At the tender age of ten years old, “Dwight” beats a dog to death with a section of
shiplap. In his own words he tells us that he uses, “…not the whole piece, but the
bottom half, peeled off [of the house in which he and his family used to live” (17). And
he does this after the aforementioned shiplap is used on him by “Darcy.” And after
“Darcy” demands “Dwight” kill the dog. After the older brother has already used the
same weapon to break the dog’s back. What occurs in this scene is a direct result of
learned and internalized paternal abuse and sociopathic tendencies. It is here that we
have narrative proof that the virus has indeed been incubating. “Dwight” does what he
is instructed and goaded into doing: he beats and beats and beats and beats the dog
until he and his brother are covered in canine flesh and blood. After this, “Dwight”
carries the dog murder memory with him into manhood. He strokes it the way he does
the rolls of bills he sometimes has in his pockets if he wins in the casinos he visits. But
only sporadically. From time to time. Maybe once every ten years. When things get
out of hand. When “Darcy” shows up. This reader carried that scene with her
throughout the narrative that followed and beyond.
Seep is a story of the histrionic, of an alcoholic led, addict producing, wholly
dysfunctional Alberta family. In this novel addiction fed abuse bleeds out and goes
beyond the underbelly of the story. Addiction fed abuse is the vehicle that leads us
through the physical and into the metaphoric. It is used to create arc in the narrative
structure. Used to great advantage amidst elements of the theatre of the absurd
provided by the confluence of character and place. Seep is a book that will satiate a
deep readerly need in those who enjoy stories about warped concepts of “home,”

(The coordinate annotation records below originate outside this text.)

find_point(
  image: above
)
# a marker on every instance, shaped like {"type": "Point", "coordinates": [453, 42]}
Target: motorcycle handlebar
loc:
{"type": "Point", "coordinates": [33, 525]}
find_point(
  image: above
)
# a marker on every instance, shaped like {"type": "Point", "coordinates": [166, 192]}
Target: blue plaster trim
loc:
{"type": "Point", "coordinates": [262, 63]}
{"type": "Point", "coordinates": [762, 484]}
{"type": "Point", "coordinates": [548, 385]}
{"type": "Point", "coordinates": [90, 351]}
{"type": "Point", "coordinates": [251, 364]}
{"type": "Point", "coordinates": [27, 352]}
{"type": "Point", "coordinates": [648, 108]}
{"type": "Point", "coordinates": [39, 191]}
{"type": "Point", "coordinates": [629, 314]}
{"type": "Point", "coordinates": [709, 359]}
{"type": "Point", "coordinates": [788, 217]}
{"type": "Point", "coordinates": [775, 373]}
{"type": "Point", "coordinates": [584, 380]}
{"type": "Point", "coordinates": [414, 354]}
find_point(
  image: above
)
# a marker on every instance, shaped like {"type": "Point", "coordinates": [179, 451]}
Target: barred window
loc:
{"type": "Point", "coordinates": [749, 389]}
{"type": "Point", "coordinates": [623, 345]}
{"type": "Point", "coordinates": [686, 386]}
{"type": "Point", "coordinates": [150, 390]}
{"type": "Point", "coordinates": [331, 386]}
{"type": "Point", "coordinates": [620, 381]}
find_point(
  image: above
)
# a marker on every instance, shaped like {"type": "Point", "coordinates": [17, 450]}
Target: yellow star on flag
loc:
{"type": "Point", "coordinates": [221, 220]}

dysfunctional families, and homespun harm. Shiplap. Overlap. Seep is an example of
pure post-modern, prairie-noir, a complex “once upon a time” narrative.
Anne Sorbie’s fiction, poetry, essays, and book reviews have been published by Inanna Publications, The University of Alberta Press, Frontenac House, House of Blue Skies, and Thistledown Press; in magazines and journals such as Alberta Views, Geist, and Other Voices; and online with Brick Books, CBC Canada Writes, Geist, and Wax Poetry and Art. In 2019 she published a chapbook titled, Songbook for a Poet, (which envelops thirteen poems by Robert Kroetsch and thirteen by Anne). Her third book, a collection of poetry called Falling Backwards Into Mirrors, was published by Inanna Publications in October 2019.